The impact jarred her teeth, but he was
here. He was safe. She looked up only to find that they were headed
further and further away from the Gentle Marie. Again she searched
for the oars as Damon rose groaning to sit opposite her but it was
no use. Sometime between now and when the rope securing the boat
had first been cut the oars had been thrown. The hulking mass of
the ships had now been reduced to nothing but indistinct blobs in
the shadows, and Jocelyn felt a rush of panic that had nothing to
do with their immediate danger and everything to do with the
certainty that if they couldn’t get back to the Marie now, they
never would.

“Damon!” She had to scream to be heard
over the noise. When he looked at her she pointed towards the
rapidly growing distance between them and the Marie. She watched
his eyes widen and his lips move in a curse that was too soft for
her to hear. He moved to the side of the boat and immediately began
to try and paddle with his hands. Jocelyn followed his lead. They
were desperately paddling until Jocelyn’s arms were so sore and her
stomach so twisted she feared she would collapse. But no matter
what they did, how they scrambled and rocked their little boat it
got no closer, and in a haze Jocelyn watched as the Marie slowly,
painfully disengaged from the Naval ship. In the illumination the
lightning offered, she could make out dark indistinct shapes
hurrying this way and that on both vessels as they worked to ride
out the storm. It was a good ten minutes before Jocelyn realized
that the longboat wasn’t the only thing moving further away. The
ships were leaving, apparently mutually deciding to turn all their
efforts to a common enemy.

They were leaving, and Jocelyn and
Damon couldn’t get to them. The distance was too far to swim, and
even if Jocelyn could have set up a doggy paddle, even an
experienced swimmer would have a hard time making it in the
storm.

They’d been abandoned and Jocelyn was
suddenly, fiercely, and violently enraged.

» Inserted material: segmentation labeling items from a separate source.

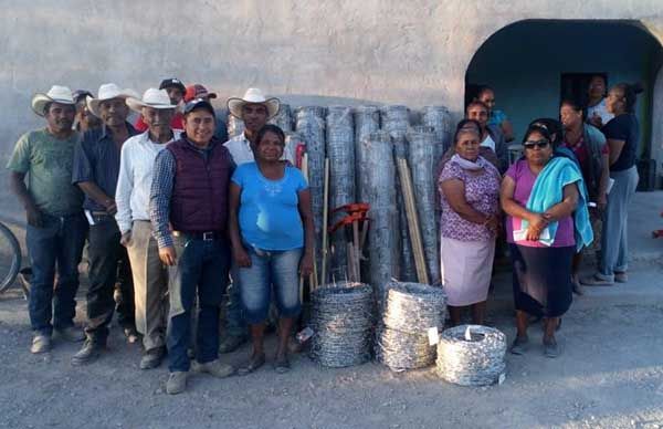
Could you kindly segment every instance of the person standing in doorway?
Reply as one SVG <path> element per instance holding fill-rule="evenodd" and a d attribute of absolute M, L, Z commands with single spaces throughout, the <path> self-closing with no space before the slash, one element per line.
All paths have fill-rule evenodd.
<path fill-rule="evenodd" d="M 106 347 L 108 325 L 115 311 L 113 292 L 119 282 L 118 321 L 129 342 L 137 339 L 134 324 L 134 284 L 126 249 L 119 243 L 115 221 L 115 189 L 119 175 L 119 155 L 127 138 L 136 135 L 127 115 L 125 100 L 136 96 L 131 90 L 120 90 L 114 83 L 99 86 L 98 96 L 87 100 L 93 115 L 104 123 L 91 129 L 76 146 L 72 182 L 85 192 L 85 216 L 90 222 L 90 289 L 87 290 L 87 339 L 72 357 L 72 365 L 96 359 Z"/>
<path fill-rule="evenodd" d="M 46 119 L 46 127 L 21 136 L 7 168 L 11 190 L 28 218 L 25 242 L 33 273 L 30 350 L 45 353 L 51 350 L 53 328 L 67 341 L 84 338 L 74 316 L 87 223 L 81 210 L 83 195 L 71 182 L 80 139 L 72 129 L 76 107 L 71 90 L 54 85 L 48 93 L 34 95 L 32 111 Z"/>
<path fill-rule="evenodd" d="M 638 187 L 635 153 L 640 139 L 640 124 L 635 102 L 642 92 L 639 84 L 620 83 L 610 88 L 606 98 L 608 113 L 614 115 L 601 129 L 610 154 L 610 178 L 613 180 L 603 216 L 599 271 L 582 284 L 612 285 L 627 283 L 629 268 L 629 203 Z"/>
<path fill-rule="evenodd" d="M 131 262 L 136 328 L 143 334 L 145 348 L 140 369 L 151 369 L 166 355 L 168 272 L 152 236 L 149 192 L 157 155 L 167 144 L 179 139 L 181 132 L 170 127 L 176 106 L 164 90 L 149 88 L 143 100 L 127 98 L 127 105 L 143 115 L 149 128 L 130 137 L 122 147 L 115 220 Z"/>
<path fill-rule="evenodd" d="M 603 127 L 610 119 L 614 117 L 614 114 L 608 111 L 606 104 L 606 90 L 608 83 L 606 77 L 601 74 L 591 76 L 589 80 L 589 86 L 587 88 L 587 118 L 586 121 L 597 128 Z"/>
<path fill-rule="evenodd" d="M 168 266 L 170 313 L 166 391 L 185 391 L 189 369 L 227 377 L 234 368 L 219 360 L 219 313 L 228 285 L 228 188 L 230 153 L 214 138 L 214 108 L 202 100 L 185 106 L 185 134 L 155 160 L 150 220 L 159 258 Z M 191 365 L 191 310 L 198 297 L 196 362 Z"/>

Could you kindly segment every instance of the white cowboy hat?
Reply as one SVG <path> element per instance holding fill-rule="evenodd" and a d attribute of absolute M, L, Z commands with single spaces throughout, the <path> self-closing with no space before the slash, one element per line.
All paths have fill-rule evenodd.
<path fill-rule="evenodd" d="M 148 88 L 143 94 L 143 100 L 135 97 L 128 97 L 126 100 L 127 106 L 134 112 L 143 112 L 143 107 L 151 108 L 177 108 L 176 105 L 170 104 L 170 97 L 166 90 L 157 90 L 156 87 Z"/>
<path fill-rule="evenodd" d="M 267 119 L 271 119 L 278 113 L 281 102 L 275 97 L 265 98 L 262 91 L 256 87 L 246 90 L 246 93 L 241 98 L 228 98 L 228 109 L 230 111 L 230 114 L 240 119 L 242 118 L 242 107 L 244 104 L 264 104 L 267 108 Z"/>
<path fill-rule="evenodd" d="M 32 97 L 32 111 L 39 116 L 44 116 L 44 107 L 48 103 L 76 104 L 72 90 L 66 86 L 53 85 L 48 93 L 36 93 Z"/>
<path fill-rule="evenodd" d="M 139 98 L 140 96 L 134 90 L 120 90 L 114 83 L 105 83 L 99 86 L 98 96 L 96 98 L 87 98 L 87 108 L 96 117 L 99 117 L 99 104 L 106 100 L 128 97 Z"/>

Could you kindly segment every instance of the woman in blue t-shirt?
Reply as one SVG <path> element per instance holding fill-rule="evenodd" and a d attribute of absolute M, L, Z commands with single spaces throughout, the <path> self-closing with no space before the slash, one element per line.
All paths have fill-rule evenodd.
<path fill-rule="evenodd" d="M 272 291 L 280 316 L 274 367 L 278 373 L 290 369 L 287 343 L 301 311 L 298 280 L 313 270 L 308 185 L 297 168 L 281 160 L 285 147 L 281 128 L 265 125 L 255 142 L 255 161 L 236 168 L 229 197 L 232 254 L 240 266 L 240 294 L 253 343 L 241 375 L 265 363 L 263 335 Z"/>
<path fill-rule="evenodd" d="M 588 285 L 612 285 L 614 282 L 628 281 L 628 216 L 629 202 L 638 187 L 638 168 L 635 156 L 640 139 L 640 124 L 635 116 L 635 101 L 642 92 L 639 84 L 619 83 L 608 93 L 606 108 L 614 117 L 601 132 L 610 159 L 610 178 L 613 181 L 608 193 L 608 205 L 601 231 L 601 258 L 599 271 L 590 278 L 582 279 Z"/>

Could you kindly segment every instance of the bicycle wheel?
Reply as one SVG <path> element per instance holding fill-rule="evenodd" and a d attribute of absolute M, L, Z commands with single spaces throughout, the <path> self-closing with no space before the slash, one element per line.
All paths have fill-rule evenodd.
<path fill-rule="evenodd" d="M 0 293 L 9 289 L 21 269 L 21 247 L 9 228 L 0 222 Z"/>

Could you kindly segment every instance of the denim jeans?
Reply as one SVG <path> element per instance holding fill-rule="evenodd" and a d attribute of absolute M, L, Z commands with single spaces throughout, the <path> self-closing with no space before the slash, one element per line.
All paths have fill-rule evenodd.
<path fill-rule="evenodd" d="M 635 167 L 611 171 L 610 177 L 614 179 L 614 185 L 608 195 L 608 206 L 603 214 L 601 257 L 597 275 L 607 281 L 613 281 L 615 272 L 625 272 L 629 268 L 629 205 L 639 180 Z"/>
<path fill-rule="evenodd" d="M 230 266 L 230 247 L 224 240 L 175 237 L 177 263 L 168 268 L 170 316 L 167 334 L 170 372 L 190 367 L 191 311 L 198 296 L 196 359 L 204 364 L 219 356 L 219 313 Z"/>
<path fill-rule="evenodd" d="M 83 213 L 43 214 L 43 227 L 28 226 L 25 242 L 32 265 L 30 324 L 35 333 L 51 335 L 72 326 L 76 315 L 78 263 L 85 244 L 87 221 Z M 53 287 L 57 272 L 57 284 Z"/>
<path fill-rule="evenodd" d="M 95 217 L 95 224 L 90 227 L 90 289 L 87 290 L 87 337 L 98 344 L 105 344 L 108 337 L 108 325 L 115 312 L 113 292 L 115 282 L 119 280 L 123 312 L 120 323 L 127 318 L 134 321 L 134 286 L 126 249 L 119 243 L 120 233 L 115 219 L 109 216 Z M 119 274 L 119 276 L 118 276 Z M 128 284 L 128 286 L 127 286 Z M 126 303 L 125 303 L 126 302 Z"/>
<path fill-rule="evenodd" d="M 303 249 L 267 251 L 249 248 L 250 268 L 240 268 L 242 303 L 246 322 L 262 323 L 267 318 L 272 289 L 280 317 L 299 315 L 299 260 Z"/>

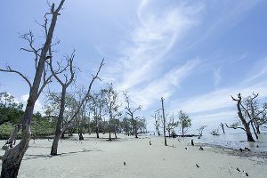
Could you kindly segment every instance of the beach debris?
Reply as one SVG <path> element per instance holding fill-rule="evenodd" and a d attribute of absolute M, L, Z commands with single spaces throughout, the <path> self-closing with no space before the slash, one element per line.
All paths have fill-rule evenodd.
<path fill-rule="evenodd" d="M 248 148 L 245 147 L 245 150 L 250 150 L 250 149 L 248 149 Z"/>
<path fill-rule="evenodd" d="M 242 151 L 243 151 L 243 149 L 240 148 L 239 150 L 242 152 Z"/>
<path fill-rule="evenodd" d="M 240 169 L 239 167 L 236 168 L 238 172 L 241 172 Z"/>

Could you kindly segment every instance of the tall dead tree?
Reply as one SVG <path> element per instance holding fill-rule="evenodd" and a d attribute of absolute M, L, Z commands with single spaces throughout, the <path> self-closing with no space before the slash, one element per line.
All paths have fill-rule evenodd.
<path fill-rule="evenodd" d="M 162 118 L 163 118 L 163 136 L 164 136 L 164 144 L 165 146 L 167 146 L 166 144 L 166 116 L 165 116 L 165 109 L 164 109 L 164 98 L 161 97 L 161 109 L 162 109 Z"/>
<path fill-rule="evenodd" d="M 225 131 L 224 131 L 224 125 L 222 123 L 220 124 L 221 127 L 222 127 L 222 130 L 223 132 L 223 134 L 225 134 Z"/>
<path fill-rule="evenodd" d="M 41 48 L 36 49 L 34 47 L 34 37 L 31 32 L 24 35 L 24 38 L 28 41 L 30 48 L 21 49 L 27 52 L 33 53 L 35 55 L 36 74 L 33 83 L 31 83 L 22 73 L 12 69 L 11 67 L 7 67 L 6 69 L 1 69 L 1 71 L 12 72 L 20 75 L 28 83 L 30 88 L 25 112 L 20 123 L 20 125 L 21 124 L 22 127 L 21 140 L 19 144 L 5 150 L 5 153 L 2 158 L 3 162 L 1 178 L 17 177 L 22 158 L 28 148 L 28 142 L 31 136 L 31 117 L 35 108 L 35 103 L 46 84 L 51 81 L 50 79 L 52 77 L 52 76 L 46 77 L 45 61 L 49 58 L 49 56 L 47 56 L 47 53 L 52 45 L 54 28 L 56 26 L 58 16 L 60 15 L 59 12 L 61 11 L 64 2 L 65 0 L 61 0 L 57 8 L 55 8 L 55 4 L 53 4 L 51 12 L 49 13 L 46 13 L 46 15 L 52 15 L 52 19 L 47 36 L 45 36 L 45 42 Z M 43 85 L 41 85 L 42 77 Z"/>
<path fill-rule="evenodd" d="M 260 106 L 256 101 L 258 95 L 258 93 L 253 93 L 252 96 L 247 97 L 244 101 L 244 108 L 246 109 L 244 109 L 245 117 L 253 120 L 250 123 L 250 125 L 254 130 L 256 139 L 258 139 L 257 134 L 261 134 L 260 126 L 266 123 L 266 119 L 264 119 L 263 116 L 267 109 L 267 105 L 265 103 L 263 103 L 263 108 L 260 109 Z"/>
<path fill-rule="evenodd" d="M 155 113 L 155 115 L 151 115 L 151 117 L 153 117 L 154 120 L 155 120 L 155 127 L 156 127 L 156 132 L 157 132 L 157 134 L 159 136 L 160 135 L 160 133 L 159 133 L 159 122 L 158 120 L 157 119 L 157 113 Z"/>
<path fill-rule="evenodd" d="M 166 130 L 168 132 L 169 137 L 171 137 L 171 134 L 174 134 L 174 128 L 178 126 L 178 122 L 174 122 L 174 114 L 169 117 L 169 121 L 166 123 Z"/>
<path fill-rule="evenodd" d="M 83 106 L 86 103 L 86 101 L 90 98 L 90 93 L 91 93 L 91 89 L 92 89 L 93 82 L 96 79 L 100 79 L 100 77 L 98 76 L 99 76 L 99 73 L 100 73 L 100 71 L 101 71 L 103 65 L 104 65 L 104 60 L 101 61 L 101 65 L 100 65 L 95 76 L 93 75 L 93 77 L 92 77 L 91 82 L 88 85 L 87 91 L 86 91 L 85 94 L 84 95 L 84 97 L 81 99 L 81 101 L 78 101 L 78 104 L 77 106 L 77 109 L 74 111 L 74 114 L 71 116 L 70 119 L 61 128 L 61 135 L 66 131 L 66 129 L 71 127 L 74 125 L 75 119 L 78 117 L 78 115 L 80 114 L 81 109 L 83 109 Z M 57 140 L 57 142 L 59 140 Z M 51 155 L 57 155 L 58 154 L 57 153 L 57 149 L 58 149 L 58 143 L 55 144 L 55 147 L 53 147 L 53 150 L 52 150 Z"/>
<path fill-rule="evenodd" d="M 73 51 L 71 56 L 67 60 L 67 65 L 66 67 L 62 68 L 60 63 L 58 63 L 58 69 L 54 70 L 53 68 L 53 57 L 52 57 L 52 52 L 51 49 L 50 52 L 50 70 L 53 76 L 53 77 L 57 80 L 57 82 L 61 85 L 61 106 L 60 106 L 60 114 L 58 116 L 57 119 L 57 125 L 56 125 L 56 131 L 54 134 L 54 138 L 53 141 L 52 148 L 51 148 L 51 155 L 56 155 L 57 154 L 57 148 L 59 144 L 59 140 L 61 136 L 61 131 L 62 131 L 62 124 L 63 124 L 63 117 L 64 117 L 64 111 L 65 111 L 65 104 L 66 104 L 66 93 L 67 93 L 67 88 L 69 86 L 69 85 L 73 82 L 75 77 L 75 71 L 73 67 L 73 60 L 75 57 L 75 50 Z M 66 70 L 69 70 L 70 77 L 68 78 L 68 75 L 66 73 L 63 73 Z M 61 78 L 59 74 L 63 73 L 64 79 Z"/>
<path fill-rule="evenodd" d="M 252 136 L 251 131 L 250 131 L 250 126 L 249 126 L 250 123 L 253 122 L 254 118 L 251 118 L 248 121 L 246 120 L 245 116 L 242 113 L 242 109 L 245 110 L 245 112 L 247 114 L 248 114 L 248 115 L 250 115 L 250 114 L 249 114 L 248 110 L 242 104 L 241 94 L 240 93 L 238 94 L 238 99 L 234 98 L 233 96 L 231 96 L 231 97 L 234 101 L 237 101 L 238 115 L 239 115 L 239 119 L 240 119 L 240 121 L 241 121 L 244 127 L 239 126 L 238 124 L 233 124 L 231 125 L 228 125 L 225 124 L 225 125 L 229 128 L 244 130 L 246 134 L 247 134 L 247 141 L 248 142 L 255 142 L 255 140 Z"/>
<path fill-rule="evenodd" d="M 178 122 L 182 129 L 182 135 L 184 136 L 184 134 L 187 132 L 187 129 L 191 126 L 191 119 L 190 118 L 187 113 L 183 112 L 182 110 L 180 110 Z"/>
<path fill-rule="evenodd" d="M 199 132 L 199 136 L 202 136 L 203 131 L 206 126 L 207 126 L 206 125 L 202 125 L 199 126 L 199 128 L 198 128 L 198 131 Z"/>
<path fill-rule="evenodd" d="M 118 112 L 119 105 L 117 104 L 117 95 L 114 88 L 112 83 L 107 85 L 107 88 L 103 89 L 104 96 L 105 96 L 105 103 L 109 112 L 109 141 L 111 141 L 111 130 L 113 127 L 115 137 L 117 138 L 117 123 L 115 122 L 115 118 L 117 116 L 120 115 Z"/>
<path fill-rule="evenodd" d="M 131 108 L 131 105 L 130 105 L 130 100 L 129 100 L 129 97 L 127 95 L 126 93 L 124 93 L 125 94 L 125 102 L 126 102 L 126 107 L 125 107 L 125 109 L 126 109 L 126 114 L 130 116 L 130 118 L 131 118 L 131 121 L 132 121 L 132 126 L 133 126 L 133 129 L 134 131 L 134 135 L 135 135 L 135 138 L 138 138 L 137 136 L 137 119 L 138 117 L 134 117 L 134 112 L 137 111 L 137 110 L 140 110 L 142 106 L 139 105 L 137 108 L 135 109 L 132 109 Z"/>
<path fill-rule="evenodd" d="M 95 93 L 91 95 L 91 106 L 90 109 L 93 112 L 93 119 L 95 122 L 95 133 L 96 133 L 96 138 L 99 138 L 99 133 L 100 133 L 100 122 L 101 120 L 103 113 L 103 109 L 105 106 L 105 100 L 104 100 L 104 93 L 103 91 L 100 91 L 99 93 Z"/>

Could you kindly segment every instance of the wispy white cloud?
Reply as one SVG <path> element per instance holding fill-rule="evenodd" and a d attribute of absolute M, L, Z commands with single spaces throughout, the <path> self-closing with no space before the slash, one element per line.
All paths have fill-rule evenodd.
<path fill-rule="evenodd" d="M 172 101 L 172 110 L 178 112 L 178 108 L 190 113 L 200 113 L 235 107 L 235 103 L 231 101 L 231 95 L 235 96 L 240 93 L 245 97 L 251 95 L 252 93 L 255 92 L 260 93 L 259 98 L 265 98 L 267 97 L 266 87 L 267 83 L 261 82 L 254 85 L 245 86 L 237 85 L 232 87 L 218 89 L 203 95 L 187 98 L 184 101 Z"/>
<path fill-rule="evenodd" d="M 214 86 L 217 86 L 221 81 L 221 68 L 214 68 Z"/>
<path fill-rule="evenodd" d="M 267 77 L 267 58 L 259 61 L 252 68 L 251 71 L 247 72 L 247 78 L 243 81 L 244 84 L 248 84 L 250 82 L 255 82 L 262 77 Z"/>
<path fill-rule="evenodd" d="M 134 100 L 142 103 L 142 109 L 146 109 L 160 97 L 169 98 L 177 90 L 181 82 L 190 76 L 198 64 L 198 59 L 189 61 L 184 65 L 173 69 L 162 77 L 145 85 L 144 87 L 132 90 L 132 93 L 135 96 Z"/>
<path fill-rule="evenodd" d="M 162 75 L 160 65 L 166 61 L 163 57 L 198 22 L 199 5 L 181 4 L 158 12 L 150 9 L 150 3 L 142 1 L 137 11 L 139 21 L 131 32 L 130 44 L 122 47 L 122 57 L 116 62 L 117 67 L 108 69 L 106 76 L 120 74 L 121 77 L 112 77 L 119 90 L 131 91 Z M 157 68 L 159 69 L 156 70 Z"/>
<path fill-rule="evenodd" d="M 24 108 L 27 104 L 28 99 L 28 94 L 24 94 L 20 97 L 20 101 L 22 102 Z M 43 106 L 39 100 L 36 100 L 36 101 L 34 112 L 40 112 L 41 114 L 44 114 Z"/>

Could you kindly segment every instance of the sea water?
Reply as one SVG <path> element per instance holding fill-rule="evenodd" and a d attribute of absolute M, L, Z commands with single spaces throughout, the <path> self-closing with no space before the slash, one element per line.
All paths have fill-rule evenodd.
<path fill-rule="evenodd" d="M 267 133 L 258 134 L 259 139 L 255 142 L 247 142 L 245 133 L 222 134 L 220 135 L 204 134 L 200 139 L 195 137 L 195 142 L 219 145 L 232 149 L 249 148 L 256 151 L 267 151 Z"/>

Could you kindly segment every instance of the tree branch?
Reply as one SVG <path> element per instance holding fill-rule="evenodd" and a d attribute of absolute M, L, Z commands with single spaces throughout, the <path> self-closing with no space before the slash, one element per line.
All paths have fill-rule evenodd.
<path fill-rule="evenodd" d="M 29 88 L 31 88 L 31 83 L 28 79 L 28 77 L 26 76 L 24 76 L 22 73 L 20 73 L 17 70 L 12 69 L 10 66 L 7 66 L 6 69 L 0 69 L 0 71 L 18 74 L 19 76 L 20 76 L 28 83 Z"/>

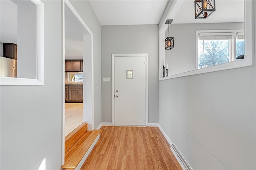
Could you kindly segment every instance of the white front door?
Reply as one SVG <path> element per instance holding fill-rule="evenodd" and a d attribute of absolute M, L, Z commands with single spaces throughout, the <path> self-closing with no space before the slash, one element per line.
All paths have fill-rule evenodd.
<path fill-rule="evenodd" d="M 115 56 L 114 122 L 146 125 L 146 56 Z"/>

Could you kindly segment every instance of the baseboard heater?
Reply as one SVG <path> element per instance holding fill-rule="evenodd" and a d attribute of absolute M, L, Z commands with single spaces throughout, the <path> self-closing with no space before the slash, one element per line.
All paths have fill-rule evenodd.
<path fill-rule="evenodd" d="M 173 143 L 171 145 L 171 150 L 172 150 L 172 151 L 174 155 L 175 158 L 176 158 L 176 159 L 180 163 L 180 164 L 182 168 L 182 169 L 192 170 L 191 167 L 190 167 L 188 163 L 187 163 L 185 159 L 184 159 L 184 158 L 183 158 L 183 156 L 182 156 L 181 154 L 180 154 L 180 152 L 176 147 L 176 146 L 175 146 L 174 144 Z"/>

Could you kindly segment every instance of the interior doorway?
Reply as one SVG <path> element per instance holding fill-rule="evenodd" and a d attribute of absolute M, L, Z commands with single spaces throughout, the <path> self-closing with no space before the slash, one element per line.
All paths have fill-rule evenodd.
<path fill-rule="evenodd" d="M 65 137 L 83 122 L 87 123 L 88 130 L 93 130 L 93 34 L 70 2 L 64 0 L 62 3 L 63 165 Z M 69 114 L 65 114 L 65 109 L 70 111 Z M 68 116 L 72 118 L 66 117 Z M 68 127 L 70 124 L 73 128 Z"/>

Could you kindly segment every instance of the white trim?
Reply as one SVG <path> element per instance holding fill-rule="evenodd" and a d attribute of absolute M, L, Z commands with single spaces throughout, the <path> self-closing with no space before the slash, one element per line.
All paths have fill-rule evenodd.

She turned on Damon like a
dervish.

“This is all your fault!” She screamed
the words in his face and watched his eyes darken.

“My fault?!” A wave chose that moment
to hit them broadside and Jocelyn screamed as she tried to keep her
seat, her heart in her throat. She found herself on the floor of
the boat, Damon’s body on top of hers as he braced himself above
her.

They were so close now that she didn’t
have to yell, his eyes no more than a centimeter away.

“What do you mean this is my fault? If
I remember correctly, Princess, it was your proud little ass that
decided to become a stowaway. If you hadn’t been on that damn ship
to begin with I wouldn’t have had to protect you and we wouldn’t be
in this mess.”

She trembled under him and not all of
it was caused by anger or cold.

Her lip curled with derision and she
hissed, “I think you have it backwards, Mr. Burleigh. If someone
hadn’t decided to manhandle me in the first place and put me in
this cursed thing I’d be on my way home by now.”

He didn’t bother with an insinuating
‘someone’. He blamed her directly.

“Excuse me for saving your life
darlin’,” The years he’d lived in Georgia were beginning to show
though Jocelyn doubted the genteel endearment was meant to be used
with so much growled warning. “Next time you make another selfish,
pigheaded, and reckless decision I’ll just let you suffer the
consequences.”

“Whose sword was it that cut the rope?”
She growled, and watched his eyes flash an angry silver.

“If I’d known what an ungrateful
hellion you were I would have tossed you in here sooner and cut it
myself.”

“I could be at home by now!”

“You could be dead by now!” His roaring
words challenged the thunder above them. “Make no mistake,
Princess, even if you had still been on board the English would
have still attacked. The storm would still have hit. You wouldn’t
be home right now but in a wooden box awaiting burial. Without me
you’d be dead, at least now you still have a chance. Be grateful
the gods have been smiling down on you, though why they would when
you’ve been so foolish I cannot guess.”